Within the book he looks deeply into the lives of seven creative geniuses in order to come to some conclusions. His review includes Picasso’s visual-spatial intelligence and the transcended interpretive frames of reference that he uses to change human perception of issues. He argues that each person has taken a Faustian bargain whereby they have put some aspects of their lives on hold as they went upon their personal missions that have led to profound breakthroughs. 

Each person has a set of tensions and asynchronous in development that when are not overwhelming lead the creative mind and new perceptions of life. Creators come from financially sound, but not necessarily wealthy families, and have a touch of estrangement from biological members. They hold certain values as important and work within fields a decade or more before making a major breakthrough. As they age their creative works become less even though their followership rises. 

The creative genius has certain intellectual strengths as they relate to the eight intelligence possibilities. Many of these geniuses were late bloomers who started their callings in their late twenties and thirties. Only a few were known as prodigies and this is based upon the support of their family and early recognition of skills. They are self-confident individuals who often self-promote and can have difficulties with others who are not considered as intelligent. 

Many geniuses came from homes where strictness and excellence were required. Yet when they gained enough skills the genius rebelled against their family and loosened the noose of control. They worked in areas of fields others have either discarded or completely didn’t understand. They seek to create their own domain in their chosen fields.  They were productive each day and worked on their craft or other complementary crafts to master skills. They were involved in each of the five distinct activities:

  • 1.)    Solving a particular problem.
  • 2.)    Putting forth a general conceptual scheme.
  • 3.)    Creating a product.
  • 4.)    A stylized performance
  • 5.)    A performance for high stakes

Each genius works within a triangle of creativity. This triangle includes the domain, the field and the individual. The domain is the knowledge, the field is the audience, and the individual is the creative person. They balance and move through these fields in different ways in order to find their creative breakthrough. It is the field that must accept that breakthrough as important. 

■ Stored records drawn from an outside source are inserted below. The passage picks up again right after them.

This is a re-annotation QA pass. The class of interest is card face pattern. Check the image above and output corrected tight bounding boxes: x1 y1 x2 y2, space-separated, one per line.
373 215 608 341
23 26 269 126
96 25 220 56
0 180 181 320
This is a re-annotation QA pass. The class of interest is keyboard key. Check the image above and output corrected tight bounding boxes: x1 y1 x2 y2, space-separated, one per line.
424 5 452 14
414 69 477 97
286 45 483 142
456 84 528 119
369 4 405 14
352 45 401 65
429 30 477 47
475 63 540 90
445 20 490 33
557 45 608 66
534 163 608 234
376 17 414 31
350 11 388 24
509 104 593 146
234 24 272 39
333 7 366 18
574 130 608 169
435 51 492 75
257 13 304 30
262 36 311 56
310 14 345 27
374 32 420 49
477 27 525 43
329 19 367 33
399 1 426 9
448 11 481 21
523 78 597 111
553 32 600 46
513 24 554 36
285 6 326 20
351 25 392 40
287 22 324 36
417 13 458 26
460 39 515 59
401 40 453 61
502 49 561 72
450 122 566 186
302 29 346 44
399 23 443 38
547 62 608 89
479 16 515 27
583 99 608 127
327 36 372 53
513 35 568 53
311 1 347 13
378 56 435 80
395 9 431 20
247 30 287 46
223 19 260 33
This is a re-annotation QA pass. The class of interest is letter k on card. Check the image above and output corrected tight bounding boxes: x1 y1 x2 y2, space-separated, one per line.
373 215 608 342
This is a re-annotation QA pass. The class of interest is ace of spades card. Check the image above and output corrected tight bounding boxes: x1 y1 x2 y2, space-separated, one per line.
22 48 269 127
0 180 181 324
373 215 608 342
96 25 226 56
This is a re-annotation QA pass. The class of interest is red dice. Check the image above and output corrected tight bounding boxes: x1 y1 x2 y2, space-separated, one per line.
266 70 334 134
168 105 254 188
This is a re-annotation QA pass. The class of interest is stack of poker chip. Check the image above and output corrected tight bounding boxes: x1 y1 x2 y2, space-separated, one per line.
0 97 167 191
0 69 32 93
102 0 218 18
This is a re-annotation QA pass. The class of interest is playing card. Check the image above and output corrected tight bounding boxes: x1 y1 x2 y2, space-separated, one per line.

If you are seeking a book that discussed the nature of genius and the overall development of major scientific and artistic breakthroughs this is likely to be the one for you. You will find that intelligence mixed with the environment creates in part the genius. The book doesn’t state this but each of these individuals seem to have developed in times of international conflict as related to the world wars and other societal rubs.  Perhaps this is a background factor whereby society feels pressure to change and adapt and the genius is more capable emotionally, psychologically, and biologically to head the call. Perhaps it is a call to greatness?

Gardner, H. (2011). Creating Minds an Anatomy of Creativity Seen through the Lives of Freud, Picasso, Stravinsky, Eliot, Graham and Gandhi. New York: Basic Books.